The New York Jets and the Washington Redskins don’t want to win this year, so they should agree to a gentleman’s forfeit to save themselves from themselves.
What happens when you can’t have nice things? You devolve into being heaping piles of dysfunctional mess like the New York Jets and the Washington Redskins. If you ever put your faith in the Jets or Redskins to do things correctly for an extended stretch, you’re bound to be more disappointed than when Indianapolis Colts fans found out Andrew Luck was going to retire.
No, neither the Jets or Redskins have mangled their quarterback like the Colts did with Luck yet. But Sam Darnold is looking more like Mark Sanchez than “Broadway Joe” Namath by the second. It’s not his fault, it’s the USC Trojan quarterback in him, something not even 2002 Heisman Trophy winner Carson Palmer could ever fully overcome. Thanks a lot, Bengals, Raiders and Cardinals!

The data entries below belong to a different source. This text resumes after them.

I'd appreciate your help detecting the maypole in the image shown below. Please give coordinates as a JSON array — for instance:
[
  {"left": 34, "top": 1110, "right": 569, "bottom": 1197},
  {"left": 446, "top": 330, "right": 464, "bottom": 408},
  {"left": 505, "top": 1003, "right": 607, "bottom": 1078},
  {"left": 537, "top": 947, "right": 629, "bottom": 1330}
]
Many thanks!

So word on the street is that Dwayne Haskins is going to start the rest of the way? Odds are that’s coming down from the ivory tower where Daniel Snyder hangs out with Bruce Allen to pound chicken wings and Coors Light and not answer the damn phone when somebody inquires about trading for Trent Williams. No wonder Jay Gruden couldn’t make it to January.

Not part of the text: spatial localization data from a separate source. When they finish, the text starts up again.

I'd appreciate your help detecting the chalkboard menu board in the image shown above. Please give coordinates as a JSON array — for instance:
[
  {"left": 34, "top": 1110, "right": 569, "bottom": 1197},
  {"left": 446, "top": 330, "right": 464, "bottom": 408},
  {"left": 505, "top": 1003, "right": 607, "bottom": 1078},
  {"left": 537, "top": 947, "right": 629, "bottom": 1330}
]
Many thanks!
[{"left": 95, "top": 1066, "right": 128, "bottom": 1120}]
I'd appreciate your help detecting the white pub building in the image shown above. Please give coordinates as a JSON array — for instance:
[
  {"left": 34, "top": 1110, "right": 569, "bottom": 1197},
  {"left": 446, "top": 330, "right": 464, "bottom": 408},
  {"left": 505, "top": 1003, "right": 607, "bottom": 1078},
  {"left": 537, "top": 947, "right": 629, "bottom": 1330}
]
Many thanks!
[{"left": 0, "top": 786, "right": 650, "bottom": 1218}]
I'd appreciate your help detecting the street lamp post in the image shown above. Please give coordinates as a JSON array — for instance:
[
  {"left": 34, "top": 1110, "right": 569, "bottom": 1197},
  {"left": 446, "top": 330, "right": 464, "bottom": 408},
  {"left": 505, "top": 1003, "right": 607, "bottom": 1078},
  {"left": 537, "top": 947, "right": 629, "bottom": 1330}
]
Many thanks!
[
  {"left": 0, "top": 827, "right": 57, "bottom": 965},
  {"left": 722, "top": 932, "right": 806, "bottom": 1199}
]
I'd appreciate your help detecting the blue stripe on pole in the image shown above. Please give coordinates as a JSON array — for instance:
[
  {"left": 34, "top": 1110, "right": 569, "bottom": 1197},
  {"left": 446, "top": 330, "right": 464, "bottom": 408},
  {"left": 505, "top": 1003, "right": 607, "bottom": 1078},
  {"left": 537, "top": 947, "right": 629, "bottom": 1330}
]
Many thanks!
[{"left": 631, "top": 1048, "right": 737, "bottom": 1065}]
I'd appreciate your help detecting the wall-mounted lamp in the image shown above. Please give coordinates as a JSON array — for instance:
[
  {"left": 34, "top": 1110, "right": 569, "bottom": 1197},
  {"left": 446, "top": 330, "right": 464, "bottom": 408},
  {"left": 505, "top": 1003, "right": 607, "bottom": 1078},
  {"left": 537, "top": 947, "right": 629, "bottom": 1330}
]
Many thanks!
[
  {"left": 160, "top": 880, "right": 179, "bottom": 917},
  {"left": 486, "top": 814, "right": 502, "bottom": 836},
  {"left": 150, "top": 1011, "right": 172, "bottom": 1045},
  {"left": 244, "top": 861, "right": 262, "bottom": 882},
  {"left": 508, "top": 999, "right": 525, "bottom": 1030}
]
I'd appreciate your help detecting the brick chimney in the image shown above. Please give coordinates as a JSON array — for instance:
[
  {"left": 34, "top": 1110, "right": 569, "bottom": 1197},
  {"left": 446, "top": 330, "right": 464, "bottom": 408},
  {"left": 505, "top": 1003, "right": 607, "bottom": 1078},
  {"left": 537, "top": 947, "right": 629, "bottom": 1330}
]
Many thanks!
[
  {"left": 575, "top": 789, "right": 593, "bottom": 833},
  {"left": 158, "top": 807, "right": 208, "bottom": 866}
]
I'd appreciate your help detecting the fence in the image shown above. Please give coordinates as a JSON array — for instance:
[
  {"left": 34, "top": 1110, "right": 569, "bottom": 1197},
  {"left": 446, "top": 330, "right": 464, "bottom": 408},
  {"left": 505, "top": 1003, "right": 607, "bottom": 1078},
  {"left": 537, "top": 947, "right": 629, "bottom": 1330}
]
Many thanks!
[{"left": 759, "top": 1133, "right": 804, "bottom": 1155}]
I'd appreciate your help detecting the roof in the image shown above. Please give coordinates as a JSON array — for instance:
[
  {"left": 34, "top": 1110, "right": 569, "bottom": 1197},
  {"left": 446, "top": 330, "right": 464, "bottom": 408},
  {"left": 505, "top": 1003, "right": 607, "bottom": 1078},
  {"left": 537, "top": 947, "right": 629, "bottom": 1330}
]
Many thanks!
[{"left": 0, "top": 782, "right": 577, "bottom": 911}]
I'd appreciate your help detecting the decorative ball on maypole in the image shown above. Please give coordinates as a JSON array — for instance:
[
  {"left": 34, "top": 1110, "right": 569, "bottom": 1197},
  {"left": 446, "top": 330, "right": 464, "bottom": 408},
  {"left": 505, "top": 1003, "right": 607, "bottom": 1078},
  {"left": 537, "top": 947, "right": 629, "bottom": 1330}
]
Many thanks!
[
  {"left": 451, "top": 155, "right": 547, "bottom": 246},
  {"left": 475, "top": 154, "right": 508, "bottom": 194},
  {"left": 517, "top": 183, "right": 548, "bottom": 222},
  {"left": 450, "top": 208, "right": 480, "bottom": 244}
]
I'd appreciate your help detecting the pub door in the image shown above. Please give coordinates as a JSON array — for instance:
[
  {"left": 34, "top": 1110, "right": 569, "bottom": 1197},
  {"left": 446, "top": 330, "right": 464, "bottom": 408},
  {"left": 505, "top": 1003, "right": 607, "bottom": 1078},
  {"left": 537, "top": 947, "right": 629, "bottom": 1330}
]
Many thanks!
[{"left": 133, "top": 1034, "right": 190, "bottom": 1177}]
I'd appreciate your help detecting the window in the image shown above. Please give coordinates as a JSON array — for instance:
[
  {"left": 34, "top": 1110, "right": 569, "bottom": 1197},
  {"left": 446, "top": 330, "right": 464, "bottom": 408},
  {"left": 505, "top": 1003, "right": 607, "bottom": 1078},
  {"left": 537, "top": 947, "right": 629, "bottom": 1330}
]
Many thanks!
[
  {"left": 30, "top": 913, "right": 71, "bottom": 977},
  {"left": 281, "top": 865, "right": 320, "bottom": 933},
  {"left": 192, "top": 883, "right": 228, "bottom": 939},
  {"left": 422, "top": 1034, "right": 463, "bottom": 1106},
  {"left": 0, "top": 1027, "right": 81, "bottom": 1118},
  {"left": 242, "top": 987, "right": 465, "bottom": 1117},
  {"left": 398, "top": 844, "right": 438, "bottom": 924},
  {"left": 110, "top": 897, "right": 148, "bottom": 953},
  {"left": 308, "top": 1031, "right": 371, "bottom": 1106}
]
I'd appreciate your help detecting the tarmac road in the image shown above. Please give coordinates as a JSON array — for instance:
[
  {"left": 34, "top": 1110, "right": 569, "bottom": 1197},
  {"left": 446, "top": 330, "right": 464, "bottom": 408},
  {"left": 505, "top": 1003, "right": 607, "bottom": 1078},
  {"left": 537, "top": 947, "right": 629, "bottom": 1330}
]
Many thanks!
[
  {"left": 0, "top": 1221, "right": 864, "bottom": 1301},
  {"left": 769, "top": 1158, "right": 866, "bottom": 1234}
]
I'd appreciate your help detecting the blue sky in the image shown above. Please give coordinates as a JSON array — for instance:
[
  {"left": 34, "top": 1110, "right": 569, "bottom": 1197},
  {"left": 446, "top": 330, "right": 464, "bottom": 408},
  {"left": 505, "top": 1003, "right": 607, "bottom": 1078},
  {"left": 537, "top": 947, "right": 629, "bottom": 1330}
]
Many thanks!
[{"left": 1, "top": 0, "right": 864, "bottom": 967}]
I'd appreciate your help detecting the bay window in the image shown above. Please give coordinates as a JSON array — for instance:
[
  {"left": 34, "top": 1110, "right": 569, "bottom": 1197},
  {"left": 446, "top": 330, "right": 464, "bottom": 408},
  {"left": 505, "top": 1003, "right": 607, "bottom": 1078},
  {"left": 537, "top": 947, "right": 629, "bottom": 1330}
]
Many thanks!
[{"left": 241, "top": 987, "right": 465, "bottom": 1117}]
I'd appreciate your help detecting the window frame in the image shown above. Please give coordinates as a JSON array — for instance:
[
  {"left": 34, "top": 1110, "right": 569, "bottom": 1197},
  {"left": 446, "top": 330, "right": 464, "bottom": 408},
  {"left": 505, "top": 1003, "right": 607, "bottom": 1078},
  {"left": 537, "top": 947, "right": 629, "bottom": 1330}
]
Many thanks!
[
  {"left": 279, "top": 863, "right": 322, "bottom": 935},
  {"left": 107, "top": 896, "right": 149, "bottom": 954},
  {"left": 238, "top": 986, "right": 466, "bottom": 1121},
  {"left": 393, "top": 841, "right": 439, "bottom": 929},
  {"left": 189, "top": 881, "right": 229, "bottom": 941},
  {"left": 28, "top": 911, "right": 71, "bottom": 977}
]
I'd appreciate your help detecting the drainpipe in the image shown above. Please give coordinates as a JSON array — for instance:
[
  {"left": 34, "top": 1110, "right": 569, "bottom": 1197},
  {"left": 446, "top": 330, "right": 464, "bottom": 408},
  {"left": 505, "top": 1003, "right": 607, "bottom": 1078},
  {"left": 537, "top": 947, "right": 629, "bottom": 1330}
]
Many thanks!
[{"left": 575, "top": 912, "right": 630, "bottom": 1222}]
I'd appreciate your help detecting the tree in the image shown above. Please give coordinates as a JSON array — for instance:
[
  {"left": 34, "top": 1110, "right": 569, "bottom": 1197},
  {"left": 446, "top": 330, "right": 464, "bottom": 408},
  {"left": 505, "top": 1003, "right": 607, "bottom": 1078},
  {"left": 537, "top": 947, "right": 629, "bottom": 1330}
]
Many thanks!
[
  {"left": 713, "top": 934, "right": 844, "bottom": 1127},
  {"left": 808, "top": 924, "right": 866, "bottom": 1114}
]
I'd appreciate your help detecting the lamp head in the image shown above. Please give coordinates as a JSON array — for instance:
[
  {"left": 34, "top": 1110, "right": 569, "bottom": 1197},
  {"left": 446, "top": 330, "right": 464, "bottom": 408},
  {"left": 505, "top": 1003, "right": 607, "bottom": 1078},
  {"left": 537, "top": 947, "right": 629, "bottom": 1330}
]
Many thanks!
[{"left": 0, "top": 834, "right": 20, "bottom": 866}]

Between these two horrendous teams, their combined record is 3-15 with wins over the Dallas Cowboys, Miami Dolphins and New York Giants. Although they are not cuddly, stuffed-animal Cincinnati Bengals, these are two teams that have absolutely no interest in winning this year.
Bill Callahan, who couldn’t win at the University of Nebraska, is leading Washington in the interim. And the Jets brass had the audacity to give its full support of Adam Gase coaching Gang Green into the 2020s. If there was a day to listen to Mike Francesa this year, that would have been the day. New York will take that news about as well as James Dolan did seeing Charles Oakley at Madison Square Garden.
Okay, okay. We get it. The Jets and Redskins stink to high heaven. But unfortunately, they have to play a football game that counts in Landover, Maryland on Sunday afternoon that no one out of the Northeast Corridor should even think about tuning in for. They have to play, as that would take them one step closer to the finish line that has been the joyless slog of a football season. Or not?
What if there was a way that both teams could reach an agreement to not play on Sunday and achieve the same result that they both want? If the NFL will allow them to, can the Jets and Redskins just agree to a gentleman’s forfeit, both take their l’s and get on with their lives? A win only hurts both teams’ quest to not draft a quarterback in the top-five. They NEED Chase Young!
The only thing that these two teams should think about beating is the Bengals to the bottom of the NFL standings. With other competition in teams that need a long-term franchise quarterback in Cincinnati and Miami, the bottom of the barrel is about to get really interesting in the worst of ways. And you thought the NBA could tank…
And so it is, a gentleman’s forfeit! This is something that would help both parties, but can we even remotely trust the Jets and Redskins to do anything competent ever? The Jets have the New York stink on them and the Redskins are the only dumpster fire in the city of champions that is the nation’s capital. One of these two teams is going to drop the forfeit baton and screw this all up!
If we had to put a betting line on the teams to botch the gentleman’s agreement, oh, let’s go with Washington -350 and New York +270. The reason we’ll pick Washington to orchestrate this most glorious gaffe is that Snyder and his minion of nepotism Allen will be up in that damn ivory tower pounding chicken wings and Coors Light and won’t answer the damn phone! Forfeiting is hard.